More precision for personalized medicine
Mount Sinai center aims to use computer vision technology for diagnosis and treatment
NEW YORK—The Department of Pathology at the Icahn School of Medicine at Mount Sinai has established the Center for Computational and Systems Pathology to explore efforts to more accurately classify diseases and guide treatment using computer vision and machine learning techniques. Using advanced computer science and mathematical techniques with cutting-edge microscope technology and artificial intelligence, the center hopes to “revolutionize pathology practice,” according to a press release.
The Center for Computational and Systems Pathology will be a hub for the development of new diagnostic, predictive and prognostic tests, and will partner with Mount Sinai-based Precise Medical Diagnostics (Precise MD), which has been under development for more than three years by a team of physicians, scientists, mathematicians, engineers and programmers.
Dr. Carlos Cordon-Cardo, who will oversee the new center located at Mount Sinai St. Luke’s, will continue to be chair of the department of pathology at the Mount Sinai Health System and a professor of pathology, genetics and genomic sciences and oncological sciences at the Icahn School of Medicine. Dr. Gerardo Fernandez, an associate professor of pathology and genetics and genomic sciences at the Icahn School of Medicine at Mount Sinai, will serve as the center’s medical director. He will work closely with Dr. Michael Donovan, a research professor of pathology at the Icahn School of Medicine, and Dr. Jack Zeineh, director of technology for Precise MD.
“Our goal is to provide a precise mathematical approach to classifying and treating disease, which will assist our clinicians with information for effective patient care and health management,” said Cordon-Cardo. “By refining diagnoses, we can save patients from unnecessary treatments.”
Mount Sinai’s Department of Pathology processes more than 80 million tests a year, reportedly making it the largest department of its kind in the country. “Computer vision and machine learning techniques are used by our group to remove subjectivity out of the process of microscopically characterizing disease,” Fernandez explained. “Image analysis and computational approaches open up the possibility of developing features that were previously too subtle or too complex to be robust and reproducible in an analog environment.”
Precise MD is developing new approaches to characterizing an individual’s cancer by combining multiple data sources and analyzing them with mathematical algorithms, offering a more sophisticated alternative to standard approaches.

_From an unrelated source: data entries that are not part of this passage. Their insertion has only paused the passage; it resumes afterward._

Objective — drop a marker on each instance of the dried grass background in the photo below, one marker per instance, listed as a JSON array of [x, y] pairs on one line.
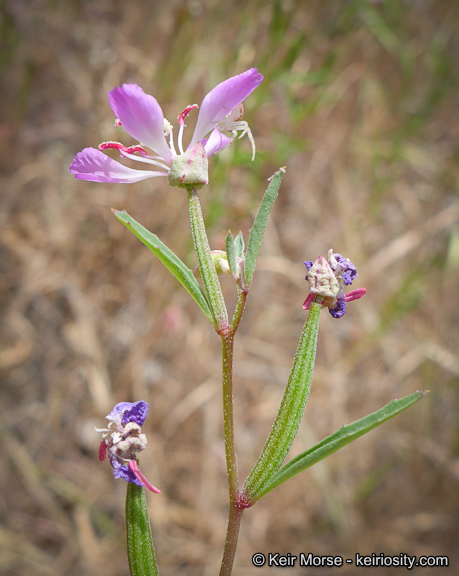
[[360, 103]]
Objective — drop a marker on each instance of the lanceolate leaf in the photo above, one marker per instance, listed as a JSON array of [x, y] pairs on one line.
[[345, 435], [259, 225], [141, 553], [290, 412], [172, 262]]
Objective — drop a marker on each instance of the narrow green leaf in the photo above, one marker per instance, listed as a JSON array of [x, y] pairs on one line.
[[172, 262], [239, 245], [291, 410], [141, 553], [231, 253], [345, 435], [259, 225], [206, 265]]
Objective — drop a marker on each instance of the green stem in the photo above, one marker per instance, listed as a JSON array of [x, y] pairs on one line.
[[206, 266], [234, 523], [141, 553], [228, 418], [236, 505]]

One such example is Precise MD’s approach to improve upon the Gleason score, a grading system that has been used since the 1960s to establish the prognosis for a prostate cancer and guide the patient’s treatment options.
“We’re characterizing tumors based on the combination of their architectural patterns and biomarkers,” said Fernandez. “Computer vision analysis, leveraging multispectral fluorescence microscopic imaging, enables us to see what the human eye cannot. Characterizing complex biomarker and morphological relationships in patient cohorts with known outcome allows us to identify patterns that correlate with behavior.”
He added, “Intramural collaborations are encouraged, making the precise platform available to researchers interested in a computational pathology and systems pathology approach to help answer question in their respective areas of research. The goal of each collaboration is dependent on the question being addressed by each researcher. Goals may include better prognostic stratification of patients or more accurate therapeutic guidelines among many others.”
In its initial phase, Precise MD will complete a test used for patients who have had prostatectomies at Mount Sinai Health System, to help determine which of them are more likely to have a recurrence of cancer and may need additional therapy such as chemotherapy. A second, higher-impact test, which will be used to characterize prostate cancer in newly diagnosed patients, will follow in 2017. At that time, Cordon-Cardo says all prostate cancer patients at Mount Sinai will have the option to receive this test.
It is anticipated that in 2017 other current efforts will yield additional novel computer vision and machine learning tools to better characterize breast cancer. The Center for Computational and Systems Pathology and the Precise MD platform could eventually be used to characterize any number of disease states, including but not limited to melanoma, lung and colon cancers, as well as chronic inflammatory conditions such as inflammatory bowel disease.
This works hopes to enable more precise cancer treatment “By using patient-specific phenotypic characteristics at the critical decision point to establish the likelihood that a patient’s cancer will be appropriately treated,” Fernandez summarized.